McNally iterated that there’s a fine balance between protecting rights of inclusivity and rights of free speech.

“People get upset at things. And should we therefore not discuss anything that anyone gets upset about? It’s not just transgender students. There’s lots of topics — what about gay rights, gay marriage, what about climate change?” McNally said.

Finlay, however, explained that there are inherent power dynamics that are frequently misunderstood within this debate and the discussions that are being had.

“You have one side of the conversation that is tasked with defending their experiences of gender and reality against the other side which refuses to respect and uphold their experience of gender,” Finlay said.

“These are conversations that fundamentally ask us to defend our sense of reality to operate from a position where we are already at a disadvantage in the debate because we are already having ourselves put into question and I think that people who don’t have to experience that won’t see, or many won’t see, the really harmful implications of this.”

McNally said that developing a system in which both sides of this debate are satisfied would be difficult.

“You’ve got to balance free speech against other rights like inclusivity. I don’t even know how to implement that. Those two things are going to come into conflict at some point, and then the question is who exactly gets to speak and who doesn’t,” McNally said.

“That just worries me.

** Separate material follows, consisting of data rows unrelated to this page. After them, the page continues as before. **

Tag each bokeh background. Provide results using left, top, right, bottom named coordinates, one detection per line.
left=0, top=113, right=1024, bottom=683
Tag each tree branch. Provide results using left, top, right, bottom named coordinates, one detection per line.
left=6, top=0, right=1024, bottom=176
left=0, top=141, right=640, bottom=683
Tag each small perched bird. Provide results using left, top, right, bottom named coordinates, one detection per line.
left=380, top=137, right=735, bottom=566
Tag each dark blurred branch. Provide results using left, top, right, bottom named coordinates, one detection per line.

That gets into very repressive environments, potentially, where you’re forbidden to say certain things and I don’t think that’s what a university is all about.”

Trans and non-binary individuals and their allies, however, have reiterated that this debate has essentially silenced their voices and, as a result, they will continue to seek proper support and an apology in regards to the lack of inclusivity being brought forth by the university.

“An apology is necessary, but so much more than an apology is necessary,” Finlay said.

“Adequate supports are needed to be put in place, preventative strategies that will provide trans folks safety in the future from these forms of violence that are targeting them … there’s so much more that needs to be done and this is particularly ridiculous when nothing has been done as of this point.”